Crisis intervention and individual counseling.
Project Heartland staff provided crisis counseling person-to-person at the center, at clients' homes and workplaces, and by a telephone hotline. Crisis services typically centered on suicide threats, family violence, and workplace conflict.
Evaluation and referral.
Project Heartland was not intended to serve those with serious emotional problems or to provide comprehensive psychological assessments. Policies were developed to refer those in need of more intensive intervention. Nevertheless, Project Heartland was criticized by some professionals because of a perceived failure to refer individuals in need of more traditional and intensive services. It is recommended that each state's mental health authority establish service agreements with mental health professional and licensure organizations that detail collaborative efforts during and after a disaster.
Support groups.
Twenty-one separate support groups were established in the first two years after the bombing. They consisted of groups for survivors, parents who lost young children, parents who lost adult children, adult siblings of victims, widows and widowers, state employees directly affected, downtown workers and residents, rescuers and responders, school personnel, displaced persons, employee groups with multiple losses, and homeless persons who were in the downtown area during the bombing.
Groups were constituted on the basis of suggestions of individuals responding to outreach efforts. Group attendance and duration varied, but all were considered successful. Flexibility is recommended in deciding what kinds of groups to offer, adapting to the changing needs and interests of potential participants.
Outreach.
The maximum impact of outreach efforts occurred in the first 12 months. Outreach was accomplished in several ways. The outreach staff visited every home and business within a mile radius of the blast. Home visits were also made to survivors, victim's families, and rescue workers. They stationed staff at the FEMA disaster center and the American Red Cross Center as long as those facilities were open. They attended meetings and reunions of survivor groups.
In addition, outreach staff held two intensive retreats with persons who were directly affected by the bombing. They assisted apartment dwellers returning to buildings in downtown locations that had been evacuated for months. Outreach staff regularly correspond with survivors and survivors' families about new programs, events, and projects. Material about traumatic bereavement was mailed to victim's families and injured survivors. In retrospect, it would have been preferable to have more outreach staff for a shorter period of time, especially during the first six months. It is recommended that outreach training be included in the predisaster planning effort.
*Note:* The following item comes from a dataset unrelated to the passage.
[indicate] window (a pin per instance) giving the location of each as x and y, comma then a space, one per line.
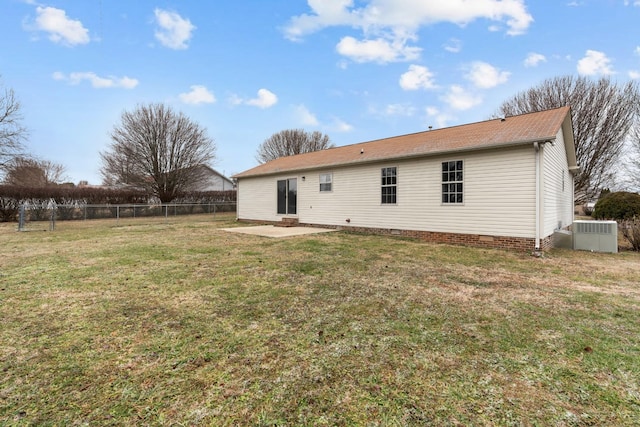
287, 196
326, 179
452, 182
389, 183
Consultation, education, and the media.
In the two-year period after the bombing, Project Heartland provided disaster-related education and training to more than 10,500 people. Topics included posttraumatic stress disorder, traumatic bereavement, children and disasters, the role of the media in recovery, and school-based services. It is recommended that a media policy and a formal media liaison be implemented and utilized immediately after a disaster.